A comprehensive testing and validation framework for monocle AI agent tracing. This package provides tools for validating agent behavior, tool invocations, inference responses, and overall AI system performance.

Features

  • Agentic Response: Verify that agent request got the appropreate response.
  • Agent Invocation: Verify that specific agents are invoked and delegate tasks correctly.
  • Tool Validation: Ensure tools are called with expected inputs and produce expected outputs
  • Inference Testing: Test model inference responses against expected schemas or content
  • Cost/Performance/Quality: Verify token usage, error states, warnings
  • Evaluation: Integrate with any third party or custom evaluation tools to validate LLM responses

How does it work

The test tool runs your agent or workflow code with Monocle instrumentation enabled. It examines the traces generated by the genAI components used in your code (eg Google ADK, LangGraph etc) and verifies the test conditions you want to validated.

Installation

pip install monocle_test_tools

Quick Start

Here's a test that executes a root_travel_agent with a few inputs and validates it's response and tools invoked.

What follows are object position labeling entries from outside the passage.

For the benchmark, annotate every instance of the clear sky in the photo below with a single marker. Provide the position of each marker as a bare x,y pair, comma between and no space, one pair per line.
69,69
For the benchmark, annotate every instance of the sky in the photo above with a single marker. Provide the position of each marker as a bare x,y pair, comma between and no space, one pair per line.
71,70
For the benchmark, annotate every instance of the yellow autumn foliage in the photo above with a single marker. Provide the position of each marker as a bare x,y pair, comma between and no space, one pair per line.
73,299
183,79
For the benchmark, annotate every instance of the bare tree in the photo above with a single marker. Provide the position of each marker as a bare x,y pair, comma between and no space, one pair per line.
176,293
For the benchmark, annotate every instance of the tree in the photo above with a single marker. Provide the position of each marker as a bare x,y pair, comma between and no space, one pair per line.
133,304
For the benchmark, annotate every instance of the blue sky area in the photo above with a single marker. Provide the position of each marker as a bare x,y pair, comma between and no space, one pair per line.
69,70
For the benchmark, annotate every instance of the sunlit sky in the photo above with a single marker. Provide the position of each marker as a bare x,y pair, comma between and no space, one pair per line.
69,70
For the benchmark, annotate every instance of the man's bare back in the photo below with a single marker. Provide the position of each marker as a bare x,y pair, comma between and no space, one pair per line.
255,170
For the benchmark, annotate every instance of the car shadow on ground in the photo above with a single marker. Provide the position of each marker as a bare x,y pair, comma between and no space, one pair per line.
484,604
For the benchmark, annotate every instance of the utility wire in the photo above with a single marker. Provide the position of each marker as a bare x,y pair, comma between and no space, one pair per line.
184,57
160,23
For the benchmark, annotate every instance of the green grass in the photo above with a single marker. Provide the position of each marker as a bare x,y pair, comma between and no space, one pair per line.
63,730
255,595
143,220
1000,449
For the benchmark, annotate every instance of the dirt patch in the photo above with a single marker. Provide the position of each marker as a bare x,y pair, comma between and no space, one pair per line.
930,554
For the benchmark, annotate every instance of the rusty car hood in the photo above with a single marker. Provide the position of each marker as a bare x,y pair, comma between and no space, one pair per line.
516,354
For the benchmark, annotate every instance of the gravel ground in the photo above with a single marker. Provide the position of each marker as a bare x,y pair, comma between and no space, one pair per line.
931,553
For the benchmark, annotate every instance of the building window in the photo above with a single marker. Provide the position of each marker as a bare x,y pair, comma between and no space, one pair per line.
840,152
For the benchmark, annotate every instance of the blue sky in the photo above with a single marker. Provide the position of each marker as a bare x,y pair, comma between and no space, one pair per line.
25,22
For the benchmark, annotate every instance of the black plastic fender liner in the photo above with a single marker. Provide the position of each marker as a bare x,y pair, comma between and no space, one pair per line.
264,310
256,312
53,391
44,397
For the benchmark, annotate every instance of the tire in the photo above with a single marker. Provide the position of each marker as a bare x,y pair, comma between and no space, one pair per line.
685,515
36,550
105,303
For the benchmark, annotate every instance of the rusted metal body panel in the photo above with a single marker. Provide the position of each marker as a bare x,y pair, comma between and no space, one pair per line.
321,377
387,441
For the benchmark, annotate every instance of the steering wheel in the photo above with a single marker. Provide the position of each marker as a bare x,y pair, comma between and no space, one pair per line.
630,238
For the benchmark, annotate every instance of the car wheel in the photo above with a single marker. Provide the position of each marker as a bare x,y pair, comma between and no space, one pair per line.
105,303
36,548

from monocle_test_tools import TestCase, MonocleValidator
from adk_travel_agent import root_travel_agent

# Test cases for testing travel booking agent
agent_test_cases:list[TestCase] = [
    {
        "test_input": ["Book a flight from San Francisco to Mumbai for 26th Nov 2025. Book a two queen room at Marriot Intercontinental at Juhu, Mumbai for 27th Nov 2025 for 4 nights."],
        "test_output": "A flight from San Francisco to Mumbai has been booked, along with a four night stay in a two queen room at the Marriot Intercontinental in Juhu, Mumbai, starting November 27th, 2025.",
        "comparer": "similarity",
    },
    {
        "test_input": ["Book a flight from San Francisco to Mumbai for 26th Nov 2025. Book a two queen room at Marriot Intercontinental at Juhu, Mumbai for 27th Nov 2025 for 4 nights."],
        "test_spans": [
            {
            "span_type": "agentic.tool.invocation",
            "entities": [
                {"type": "tool", "name": "adk_book_hotel"},
                {"type": "agent", "name": "adk_hotel_booking_agent"}
            ],
        }
        ]
    }
]

# Run test cases using Monocle test framework
@MonocleValidator().monocle_testcase(agent_test_cases)
async def test_run_workflows(my_test_case: TestCase):
   await MonocleValidator().test_workflow_async(root_travel_agent, my_test_case)

if __name__ == "__main__":
    pytest.main([__file__]) 

Test format

Testcase

A TestCase defines the input, expected output, and evaluation criteria for testing
AI agent behaviors. It can contain multiple test spans representing different 
interaction points (tool invocations, agent delegations, etc.) within the test.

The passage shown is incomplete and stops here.